Hausmitteilung Datum: 4. September 1972 Berater
Durch den Rücktritt der beiden Parlamentarischen Staatssekretäre Wolfram Dorn und Joachim Raffert, nach der Offenlegung ihrer früheren Beraterverträge mit dem Hamburger Bauer-Verlag in der vergangenen Ausgabe des SPIEGEL (36/1972) unvermeidbar geworden, sind die notwendigen Konsequenzen gezogen worden, und zwar schnell. Zwei sogenannte Fälle sind damit erledigt, die Sache ist es keineswegs.

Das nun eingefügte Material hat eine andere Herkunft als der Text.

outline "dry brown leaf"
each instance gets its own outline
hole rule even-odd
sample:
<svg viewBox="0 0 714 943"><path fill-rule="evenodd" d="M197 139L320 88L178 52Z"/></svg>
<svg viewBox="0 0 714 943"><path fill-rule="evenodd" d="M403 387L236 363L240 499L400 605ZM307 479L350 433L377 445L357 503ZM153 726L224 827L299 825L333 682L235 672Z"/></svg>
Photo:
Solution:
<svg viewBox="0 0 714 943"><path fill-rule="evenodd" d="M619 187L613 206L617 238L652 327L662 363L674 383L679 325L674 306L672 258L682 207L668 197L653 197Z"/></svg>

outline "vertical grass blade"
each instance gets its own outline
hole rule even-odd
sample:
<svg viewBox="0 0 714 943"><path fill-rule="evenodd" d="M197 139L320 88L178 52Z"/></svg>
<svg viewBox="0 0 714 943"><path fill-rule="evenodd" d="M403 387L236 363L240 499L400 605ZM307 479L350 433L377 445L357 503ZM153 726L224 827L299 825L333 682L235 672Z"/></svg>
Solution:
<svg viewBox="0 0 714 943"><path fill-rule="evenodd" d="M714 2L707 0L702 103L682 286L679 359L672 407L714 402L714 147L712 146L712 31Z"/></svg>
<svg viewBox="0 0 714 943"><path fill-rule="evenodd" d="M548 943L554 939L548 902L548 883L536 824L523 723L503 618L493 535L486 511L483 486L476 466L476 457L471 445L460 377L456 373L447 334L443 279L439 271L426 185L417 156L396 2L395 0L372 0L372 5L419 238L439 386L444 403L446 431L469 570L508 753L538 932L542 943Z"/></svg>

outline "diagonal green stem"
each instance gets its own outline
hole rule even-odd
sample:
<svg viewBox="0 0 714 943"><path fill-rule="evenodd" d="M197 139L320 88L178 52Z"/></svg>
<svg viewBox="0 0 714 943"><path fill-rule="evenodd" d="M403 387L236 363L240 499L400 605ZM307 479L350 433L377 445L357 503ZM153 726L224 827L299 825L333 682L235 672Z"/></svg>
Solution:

Nahezu alle Kommentatoren, von links bis rechts, von oben bis unten, sind sich einig in der Forderung an den Bundestag und dessen amtierenden Präsidenten, nun endlich aus eigener Kraft und Ehrlichkeit einen verpflichtenden Ehrenkodex für Parlamentarier durchzusetzen. (Randbemerkung: Nur einige recht kleinkarierte Glossateure fragten sich und ihre Leser, wieso ausgerechnet der SPIEGEL et cetera et cetera ... Sie haben ihn wohl für ein Parteiblatt gehalten. Andere, mehr grosskarierte, verschwiegen in gewohnter Kollegialität konsequent die Quellen ihrer Erkenntnisse.)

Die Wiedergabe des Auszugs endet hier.